Abstract
In this poster we introduce the Crossbow Engine, which resides at the heart of "The Meadow",
an educational game designed to teach students the fundamentals of computer programming in a
novel and exciting way. "The Meadow" presents a visually rich virtual environment where the
user writes programs to control the behaviour of a virtual sheep. By using modern 3D computer
graphics techniques more commonly found in computer games, we aim to provide a higher level
of graphical realism than is achieved in similar systems. The intended outcome of this is to
entice students into the subject of computer science, and to help them realise that computer
programming can be an enjoyable and rewarding experience.
The Crossbow Engine is a work in progress, and currently offers the following engine features:
- A scene graph making use of the visitor design pattern.
- A Lua scripting interface for engine initialisation and the management of user input.

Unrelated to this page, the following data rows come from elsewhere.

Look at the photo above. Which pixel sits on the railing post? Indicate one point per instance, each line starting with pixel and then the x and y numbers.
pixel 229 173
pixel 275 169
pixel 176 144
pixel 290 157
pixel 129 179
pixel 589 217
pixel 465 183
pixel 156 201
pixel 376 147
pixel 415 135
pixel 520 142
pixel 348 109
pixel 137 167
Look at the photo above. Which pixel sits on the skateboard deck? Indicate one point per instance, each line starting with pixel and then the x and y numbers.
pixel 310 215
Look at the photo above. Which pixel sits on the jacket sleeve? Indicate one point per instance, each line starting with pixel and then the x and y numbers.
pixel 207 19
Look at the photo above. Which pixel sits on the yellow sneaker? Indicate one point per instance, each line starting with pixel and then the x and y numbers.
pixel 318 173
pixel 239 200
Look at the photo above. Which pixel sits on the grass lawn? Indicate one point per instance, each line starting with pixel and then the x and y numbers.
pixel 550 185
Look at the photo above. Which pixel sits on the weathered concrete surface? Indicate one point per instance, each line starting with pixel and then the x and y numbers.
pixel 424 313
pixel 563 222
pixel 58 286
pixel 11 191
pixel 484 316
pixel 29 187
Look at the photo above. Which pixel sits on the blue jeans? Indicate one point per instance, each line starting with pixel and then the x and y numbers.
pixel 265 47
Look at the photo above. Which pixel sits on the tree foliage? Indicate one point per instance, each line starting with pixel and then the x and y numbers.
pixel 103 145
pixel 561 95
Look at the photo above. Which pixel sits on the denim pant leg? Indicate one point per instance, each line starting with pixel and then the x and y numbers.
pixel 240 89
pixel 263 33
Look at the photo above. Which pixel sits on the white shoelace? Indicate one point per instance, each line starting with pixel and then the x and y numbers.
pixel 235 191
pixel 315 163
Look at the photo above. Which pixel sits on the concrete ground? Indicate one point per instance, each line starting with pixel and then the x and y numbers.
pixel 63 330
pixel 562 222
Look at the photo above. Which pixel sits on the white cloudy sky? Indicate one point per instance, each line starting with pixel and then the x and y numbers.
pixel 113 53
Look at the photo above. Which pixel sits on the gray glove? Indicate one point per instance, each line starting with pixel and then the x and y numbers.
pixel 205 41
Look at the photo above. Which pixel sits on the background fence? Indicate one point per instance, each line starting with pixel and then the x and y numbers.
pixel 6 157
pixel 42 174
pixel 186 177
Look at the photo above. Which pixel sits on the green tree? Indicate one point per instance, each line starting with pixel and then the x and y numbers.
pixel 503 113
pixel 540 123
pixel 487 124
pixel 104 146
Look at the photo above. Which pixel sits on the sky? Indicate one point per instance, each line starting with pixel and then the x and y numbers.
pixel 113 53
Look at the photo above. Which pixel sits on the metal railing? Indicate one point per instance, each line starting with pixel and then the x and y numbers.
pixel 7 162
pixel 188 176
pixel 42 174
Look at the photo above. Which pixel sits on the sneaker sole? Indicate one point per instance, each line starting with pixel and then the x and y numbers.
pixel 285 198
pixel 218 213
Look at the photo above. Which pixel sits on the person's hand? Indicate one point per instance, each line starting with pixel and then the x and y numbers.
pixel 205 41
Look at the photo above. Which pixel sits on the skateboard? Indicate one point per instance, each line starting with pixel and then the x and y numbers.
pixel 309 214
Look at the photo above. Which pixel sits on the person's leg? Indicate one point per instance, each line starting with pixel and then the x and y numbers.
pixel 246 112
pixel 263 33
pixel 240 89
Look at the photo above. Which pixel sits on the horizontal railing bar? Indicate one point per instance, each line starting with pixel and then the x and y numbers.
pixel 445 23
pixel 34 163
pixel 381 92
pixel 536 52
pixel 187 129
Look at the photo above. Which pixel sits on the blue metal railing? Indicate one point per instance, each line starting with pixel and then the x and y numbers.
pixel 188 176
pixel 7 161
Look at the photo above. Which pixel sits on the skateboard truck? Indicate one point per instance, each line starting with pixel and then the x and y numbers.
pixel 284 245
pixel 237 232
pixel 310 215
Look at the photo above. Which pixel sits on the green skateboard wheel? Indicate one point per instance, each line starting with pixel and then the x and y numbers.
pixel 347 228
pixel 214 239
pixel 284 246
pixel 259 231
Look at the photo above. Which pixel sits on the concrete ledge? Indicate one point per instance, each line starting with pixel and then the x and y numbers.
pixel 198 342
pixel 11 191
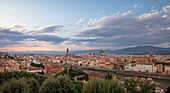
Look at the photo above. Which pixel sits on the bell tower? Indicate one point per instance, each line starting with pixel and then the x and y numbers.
pixel 150 55
pixel 67 52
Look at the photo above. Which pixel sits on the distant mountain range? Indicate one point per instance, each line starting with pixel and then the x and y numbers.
pixel 139 50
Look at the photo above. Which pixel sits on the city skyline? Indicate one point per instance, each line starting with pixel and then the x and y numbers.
pixel 43 25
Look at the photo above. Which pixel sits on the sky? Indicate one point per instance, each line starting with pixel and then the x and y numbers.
pixel 54 25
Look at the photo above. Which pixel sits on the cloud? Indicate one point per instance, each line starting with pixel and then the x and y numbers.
pixel 50 29
pixel 138 5
pixel 127 29
pixel 80 20
pixel 149 15
pixel 14 36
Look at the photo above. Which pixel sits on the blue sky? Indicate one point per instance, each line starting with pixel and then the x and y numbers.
pixel 32 25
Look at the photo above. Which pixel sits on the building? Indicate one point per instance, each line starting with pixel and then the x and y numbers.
pixel 91 53
pixel 167 69
pixel 143 59
pixel 159 68
pixel 141 67
pixel 102 52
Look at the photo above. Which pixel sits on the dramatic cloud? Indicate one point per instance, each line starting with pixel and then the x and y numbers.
pixel 14 35
pixel 128 29
pixel 50 29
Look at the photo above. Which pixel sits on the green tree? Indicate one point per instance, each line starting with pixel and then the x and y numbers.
pixel 168 89
pixel 109 77
pixel 137 86
pixel 61 84
pixel 15 86
pixel 103 86
pixel 5 76
pixel 33 84
pixel 78 86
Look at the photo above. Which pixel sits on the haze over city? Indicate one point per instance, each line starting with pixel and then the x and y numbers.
pixel 43 25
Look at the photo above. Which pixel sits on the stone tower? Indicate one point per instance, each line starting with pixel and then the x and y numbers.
pixel 45 68
pixel 67 52
pixel 150 55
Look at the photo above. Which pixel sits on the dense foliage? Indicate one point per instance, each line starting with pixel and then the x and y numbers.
pixel 9 75
pixel 100 70
pixel 74 72
pixel 135 86
pixel 103 86
pixel 109 77
pixel 15 86
pixel 61 84
pixel 78 86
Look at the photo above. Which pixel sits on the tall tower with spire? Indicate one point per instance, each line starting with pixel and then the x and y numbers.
pixel 150 55
pixel 67 52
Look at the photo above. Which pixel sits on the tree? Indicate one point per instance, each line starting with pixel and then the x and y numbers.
pixel 78 86
pixel 15 86
pixel 137 86
pixel 6 76
pixel 104 86
pixel 168 89
pixel 109 77
pixel 33 84
pixel 61 84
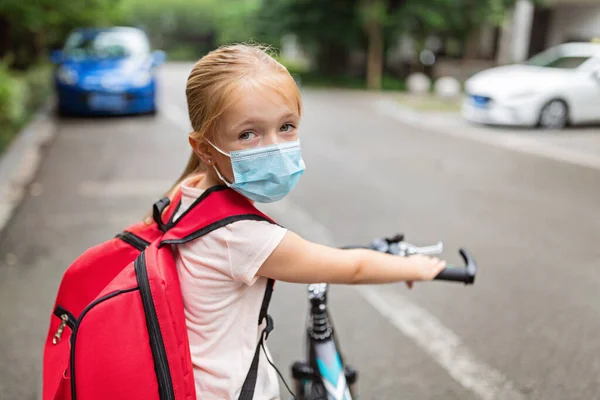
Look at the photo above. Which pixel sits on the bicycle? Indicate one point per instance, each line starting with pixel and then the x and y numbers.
pixel 324 375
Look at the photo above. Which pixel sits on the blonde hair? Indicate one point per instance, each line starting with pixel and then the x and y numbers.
pixel 216 80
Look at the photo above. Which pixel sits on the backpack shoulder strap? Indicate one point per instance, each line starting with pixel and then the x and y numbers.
pixel 164 219
pixel 217 207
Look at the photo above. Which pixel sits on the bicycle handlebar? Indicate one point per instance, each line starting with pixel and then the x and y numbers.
pixel 397 246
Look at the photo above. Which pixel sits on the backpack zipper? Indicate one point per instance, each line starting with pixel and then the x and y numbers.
pixel 159 354
pixel 66 319
pixel 76 330
pixel 133 240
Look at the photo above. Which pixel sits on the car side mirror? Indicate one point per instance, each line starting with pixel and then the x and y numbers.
pixel 158 57
pixel 56 57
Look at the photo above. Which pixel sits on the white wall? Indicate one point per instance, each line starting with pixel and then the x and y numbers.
pixel 574 21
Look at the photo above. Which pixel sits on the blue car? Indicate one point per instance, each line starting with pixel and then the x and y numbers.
pixel 106 71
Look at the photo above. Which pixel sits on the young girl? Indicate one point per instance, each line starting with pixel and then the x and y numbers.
pixel 245 110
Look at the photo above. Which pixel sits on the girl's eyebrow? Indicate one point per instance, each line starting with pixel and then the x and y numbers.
pixel 246 123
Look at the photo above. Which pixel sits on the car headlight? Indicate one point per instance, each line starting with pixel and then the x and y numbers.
pixel 142 79
pixel 522 95
pixel 67 75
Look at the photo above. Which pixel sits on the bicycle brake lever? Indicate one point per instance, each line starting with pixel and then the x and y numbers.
pixel 395 239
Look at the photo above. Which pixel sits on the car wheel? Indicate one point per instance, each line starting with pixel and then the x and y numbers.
pixel 554 115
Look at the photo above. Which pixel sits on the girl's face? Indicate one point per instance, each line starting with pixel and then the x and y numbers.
pixel 261 117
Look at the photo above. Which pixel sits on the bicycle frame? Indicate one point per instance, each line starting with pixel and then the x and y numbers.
pixel 323 375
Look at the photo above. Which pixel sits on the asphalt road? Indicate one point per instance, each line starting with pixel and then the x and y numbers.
pixel 528 328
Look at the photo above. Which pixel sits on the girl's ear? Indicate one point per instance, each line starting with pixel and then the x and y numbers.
pixel 202 149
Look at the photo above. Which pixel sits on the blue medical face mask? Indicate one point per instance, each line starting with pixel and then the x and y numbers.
pixel 265 174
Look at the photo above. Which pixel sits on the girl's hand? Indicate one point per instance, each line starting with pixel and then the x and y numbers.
pixel 425 268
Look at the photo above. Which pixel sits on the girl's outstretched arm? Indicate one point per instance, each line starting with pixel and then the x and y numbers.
pixel 300 261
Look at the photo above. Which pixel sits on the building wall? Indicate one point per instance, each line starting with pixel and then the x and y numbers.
pixel 574 22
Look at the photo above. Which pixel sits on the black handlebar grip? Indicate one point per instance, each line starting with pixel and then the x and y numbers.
pixel 464 274
pixel 454 274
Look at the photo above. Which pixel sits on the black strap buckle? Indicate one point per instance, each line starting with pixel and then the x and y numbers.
pixel 269 328
pixel 157 211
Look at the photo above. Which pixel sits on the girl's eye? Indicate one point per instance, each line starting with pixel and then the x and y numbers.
pixel 287 128
pixel 247 135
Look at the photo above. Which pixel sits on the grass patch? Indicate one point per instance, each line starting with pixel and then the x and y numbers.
pixel 317 80
pixel 429 103
pixel 21 96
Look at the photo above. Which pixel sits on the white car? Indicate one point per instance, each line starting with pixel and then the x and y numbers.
pixel 558 87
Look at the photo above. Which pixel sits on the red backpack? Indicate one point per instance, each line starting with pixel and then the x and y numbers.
pixel 118 330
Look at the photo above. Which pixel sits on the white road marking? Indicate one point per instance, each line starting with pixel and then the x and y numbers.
pixel 439 342
pixel 514 142
pixel 124 188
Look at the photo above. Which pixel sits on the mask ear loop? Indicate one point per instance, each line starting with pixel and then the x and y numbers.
pixel 215 167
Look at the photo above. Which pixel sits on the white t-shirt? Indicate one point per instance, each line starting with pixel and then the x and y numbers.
pixel 222 297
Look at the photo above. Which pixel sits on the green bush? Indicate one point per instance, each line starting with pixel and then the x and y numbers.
pixel 21 95
pixel 12 97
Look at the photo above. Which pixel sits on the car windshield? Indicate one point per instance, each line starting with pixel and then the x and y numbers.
pixel 557 59
pixel 106 44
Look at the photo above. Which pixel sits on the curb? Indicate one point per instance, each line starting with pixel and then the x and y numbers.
pixel 20 161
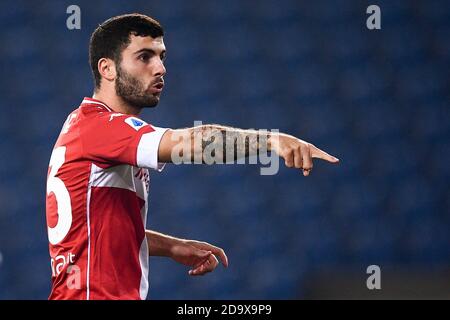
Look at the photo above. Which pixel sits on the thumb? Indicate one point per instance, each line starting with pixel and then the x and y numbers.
pixel 203 253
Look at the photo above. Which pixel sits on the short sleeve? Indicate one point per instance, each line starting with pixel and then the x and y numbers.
pixel 113 138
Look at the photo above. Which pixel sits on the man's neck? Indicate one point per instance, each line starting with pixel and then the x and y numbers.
pixel 116 103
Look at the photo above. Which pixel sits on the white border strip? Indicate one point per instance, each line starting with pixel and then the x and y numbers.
pixel 95 102
pixel 88 204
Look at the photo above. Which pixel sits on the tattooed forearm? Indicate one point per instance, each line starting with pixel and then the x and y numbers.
pixel 214 143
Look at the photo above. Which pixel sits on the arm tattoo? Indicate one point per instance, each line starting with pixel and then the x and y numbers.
pixel 223 144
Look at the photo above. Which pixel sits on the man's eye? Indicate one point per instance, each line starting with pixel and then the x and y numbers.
pixel 144 57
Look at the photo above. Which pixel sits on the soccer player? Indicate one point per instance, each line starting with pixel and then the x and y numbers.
pixel 98 178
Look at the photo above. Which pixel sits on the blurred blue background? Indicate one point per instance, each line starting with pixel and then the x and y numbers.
pixel 379 100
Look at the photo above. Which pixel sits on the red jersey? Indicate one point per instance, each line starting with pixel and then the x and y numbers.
pixel 96 205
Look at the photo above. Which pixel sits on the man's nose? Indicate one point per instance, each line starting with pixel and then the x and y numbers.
pixel 160 70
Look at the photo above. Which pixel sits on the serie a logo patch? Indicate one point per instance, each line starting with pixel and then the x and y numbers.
pixel 135 123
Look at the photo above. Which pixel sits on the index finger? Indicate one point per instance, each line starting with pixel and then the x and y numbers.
pixel 320 154
pixel 222 256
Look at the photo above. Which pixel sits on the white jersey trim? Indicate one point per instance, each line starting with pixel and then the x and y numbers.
pixel 88 222
pixel 147 152
pixel 96 102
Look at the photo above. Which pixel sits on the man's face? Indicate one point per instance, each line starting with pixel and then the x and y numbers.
pixel 139 79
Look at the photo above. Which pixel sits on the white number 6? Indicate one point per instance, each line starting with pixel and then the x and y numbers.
pixel 56 185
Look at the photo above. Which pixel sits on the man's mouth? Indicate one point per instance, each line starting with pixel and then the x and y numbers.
pixel 157 87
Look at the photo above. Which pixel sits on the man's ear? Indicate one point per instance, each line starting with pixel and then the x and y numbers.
pixel 107 69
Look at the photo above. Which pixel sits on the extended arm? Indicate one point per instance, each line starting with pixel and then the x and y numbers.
pixel 216 143
pixel 201 256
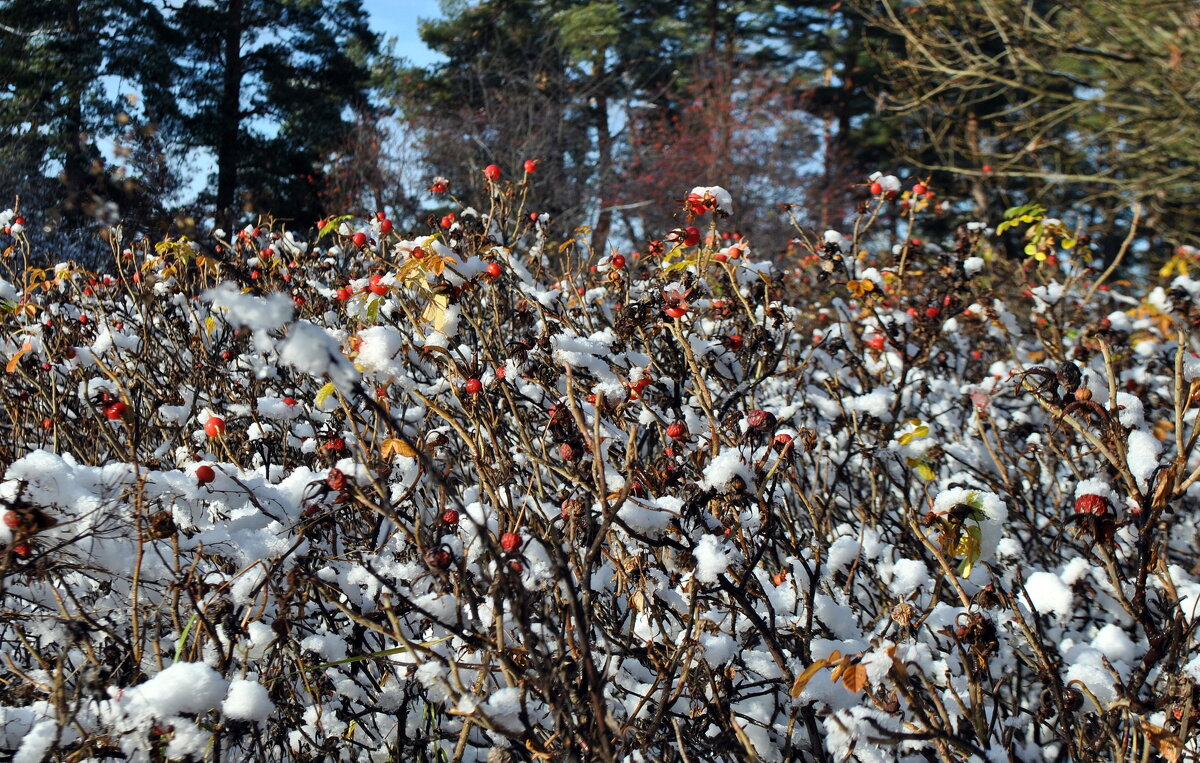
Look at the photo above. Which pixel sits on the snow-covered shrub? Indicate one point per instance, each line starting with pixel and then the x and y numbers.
pixel 469 493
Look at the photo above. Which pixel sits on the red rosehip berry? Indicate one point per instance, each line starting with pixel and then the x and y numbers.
pixel 205 474
pixel 335 480
pixel 1092 504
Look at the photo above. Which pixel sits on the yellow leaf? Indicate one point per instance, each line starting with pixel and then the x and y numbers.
pixel 855 678
pixel 395 446
pixel 16 359
pixel 1168 744
pixel 751 755
pixel 803 679
pixel 324 392
pixel 436 311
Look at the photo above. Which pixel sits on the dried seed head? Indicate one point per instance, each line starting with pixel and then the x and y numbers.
pixel 761 420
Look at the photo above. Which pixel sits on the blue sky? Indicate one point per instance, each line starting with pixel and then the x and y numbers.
pixel 399 18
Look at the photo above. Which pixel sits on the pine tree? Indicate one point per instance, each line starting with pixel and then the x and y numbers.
pixel 54 107
pixel 269 89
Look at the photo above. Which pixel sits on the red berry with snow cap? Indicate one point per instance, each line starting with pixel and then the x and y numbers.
pixel 510 542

- An abstract machine for the actual control of the virtual sheep.
- A rendering engine, using the OpenGL API and the programmable graphics hardware pipeline
through NVIDIA Cg shaders.
Through scene graph nodes and a rendering visitor, the engine currently offers a variety
of modern graphical features:
- High dynamic range lighting, with an automatic exposure control inspired by the technique
used in Valve's Half-Life 2.
- A sky simulation system with user-adjustable dynamic weather and haze levels, providing
seamless transitions from clear to overcast to thunderstorm, achieved through increasing cloud
coverage, the onset and increasing intensity of rain and finally high-level inter-cloud lightning.
- Surface shaders also make use of general effects such as normal and parallax mapping, and
implementing fog/haze levels, as well as specific effects such as water puddles in the gaps
between cobble stones, or billboards that are aligned to face the camera in a vertex shader.
- A number of post-processing effects are provided, including vignette, saturation, HDR-bloom,
and depth of field, most of which are user-adjustable.
- For high-end graphics hardware, the latest version now offers floating point frame buffer
object support, and volumetric sun-beams.
Deployment of "The Meadow" is planned for later this year, when it will be used as a teaching
aid in an undergraduate degree programme.